One of the strangest residential buildings in Europe, this is Gaudí at his hallucinatory best. The facade, sprinkled with bits of blue, mauve and green tiles and studded with wave-shaped window frames and balconies, rises to an uneven blue-tiled roof with a solitary tower.
It is one of the three houses on the block between Carrer del Consell de Cent and Carrer d’Aragó that gave it the playful name Illa de la Discòrdia (Spanish: Manzana de la Discordia), meaning ‘Apple (Block) of Discord’. The others are Puig i Cadafalch’s Casa Amatller and Domènech i Montaner’s Casa Lleó Morera. They were all renovated between 1898 and 1906 and show how eclectic a ‘style’ Modernisme was.
Locals know Casa Batlló variously as the casa dels ossos (house of bones) or casa del drac (house of the dragon). It’s easy enough to see why. The balconies look like the bony jaws of some strange beast and the roof represents Sant Jordi (St George) and the dragon.

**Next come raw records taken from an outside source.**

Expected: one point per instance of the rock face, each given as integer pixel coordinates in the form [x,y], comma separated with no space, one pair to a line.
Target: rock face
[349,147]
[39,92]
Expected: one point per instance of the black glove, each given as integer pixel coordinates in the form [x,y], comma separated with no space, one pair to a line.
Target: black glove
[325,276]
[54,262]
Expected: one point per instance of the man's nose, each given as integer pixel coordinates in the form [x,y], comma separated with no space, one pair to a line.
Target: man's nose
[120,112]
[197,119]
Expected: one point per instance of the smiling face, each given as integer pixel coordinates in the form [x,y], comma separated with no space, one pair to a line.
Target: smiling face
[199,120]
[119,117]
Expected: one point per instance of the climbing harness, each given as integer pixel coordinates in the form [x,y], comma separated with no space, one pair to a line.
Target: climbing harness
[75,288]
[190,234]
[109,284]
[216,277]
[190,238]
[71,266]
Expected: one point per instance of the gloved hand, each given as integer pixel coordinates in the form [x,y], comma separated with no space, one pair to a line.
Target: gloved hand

Even the roof was built to look like the shape of an animal’s back, with shiny scales – the 'spine' changes colour as you walk around. If you stare long enough at the building, it seems almost to be a living being. Before going inside, take a look at the pavement. Each paving piece carries stylised images of an octopus and a starfish, designs that Gaudí originally cooked up for Casa Batlló.
When Gaudí was commissioned to refashion this building, he went to town inside and out. The internal light wells shimmer with tiles of deep-sea blue. Gaudí eschewed the straight line, and so the staircase wafts you up to the 1st (main) floor, where the salon looks on to Passeig de Gràcia. Everything swirls: the ceiling is twisted into a vortex around its sunlike lamp; the doors, window and skylights are dreamy waves of wood and coloured glass. The same themes continue in the other rooms and covered terrace. The attic is characterised by Gaudí trademark hyperboloid arches. Twisting, tiled chimney pots add a surreal touch to the roof.